You can run ThreadSanitizer on your assignment 5 ThreadPool code by editing your Makefile and adding -fsanitize=thread to the CXXFLAGS and LDFLAGS variables:

-CXXFLAGS = -g $(WARNINGS) -O0 -std=c++17 $(DEPS) $(DEFINES) $(INCLUDES)
+CXXFLAGS = -g $(WARNINGS) -O0 -std=c++17 $(DEPS) $(DEFINES) $(INCLUDES) -fsanitize=thread
 LDFLAGS = -lm -lxml2 -L/afs/ir/class/cs110/local/lib -lrand -lthreadpoolrelease -lthreads -lrssnet -pthread -lboost_thread \
           -L/afs/ir/class/cs110/lib/netlib -lcppnetlib-client-connections -lcppnetlib-uri -lcppnetlib-server-parsers \
-          -L/afs/ir/class/cs110/lib/myhtml -lmyhtml -lssl -lcrypto -ldl
+          -L/afs/ir/class/cs110/lib/myhtml -lmyhtml -lssl -lcrypto -ldl -fsanitize=thread

From Ryan: “I tried running this on our sample solution.
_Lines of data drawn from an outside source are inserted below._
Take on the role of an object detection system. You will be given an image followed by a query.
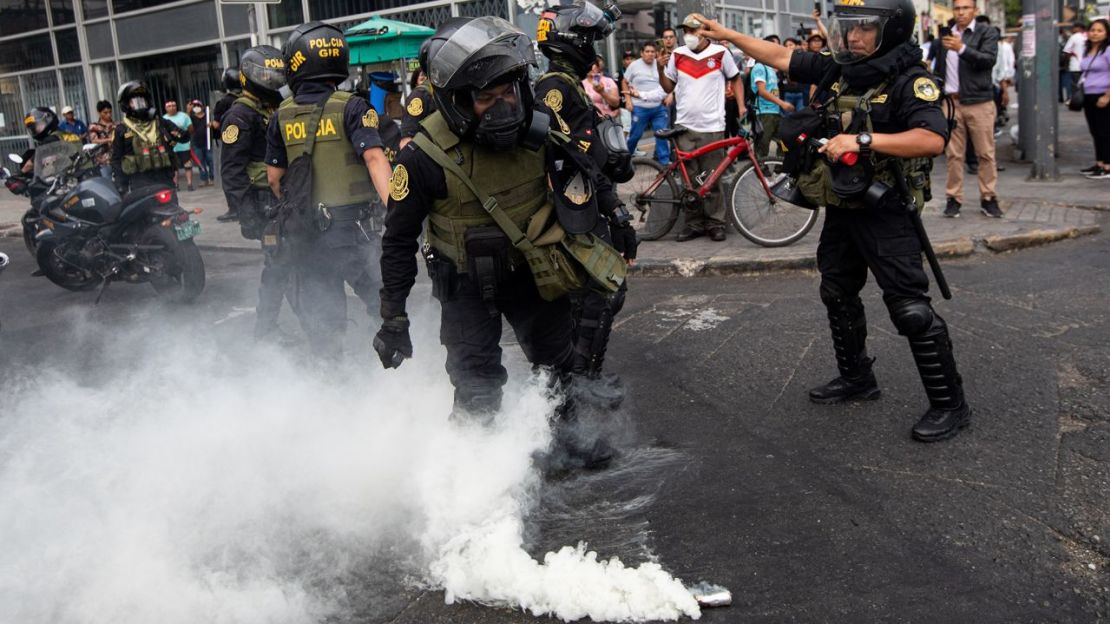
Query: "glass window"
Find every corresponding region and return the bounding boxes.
[115,2,219,54]
[220,4,251,37]
[89,62,120,110]
[21,71,62,112]
[62,67,88,123]
[84,22,115,59]
[50,0,73,26]
[266,0,304,28]
[81,0,108,20]
[54,28,81,63]
[0,78,27,138]
[0,0,49,36]
[0,33,54,73]
[112,0,178,14]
Interestingly, TSAN gives a lot of errors on ./aggregate which seem to be coming from the networking and HTML parsing libraries that we are using. I haven’t had time to investigate whether these are legitimate errors, or if these libraries are using special synchronization primitives that TSAN doesn’t know about. Either way, because there are so many errors unrelated to your code, I don’t think TSAN will be helpful for auditing NewsAggregator.

However, TSAN should be extremely helpful for auditing your ThreadPool implementation. If you make the above changes to your Makefile and run make clean && make, you should be able to run ./tptest and ./tpcustomtest --all and get a clean output with no TSAN warnings.

If you do work through this, I would love to hear how it goes for you. What sorts of mistakes did TSAN find?

Submitting your work

As with last week, you can commit your progress using git:

git commit -am "Type some title here to identify this snapshot!"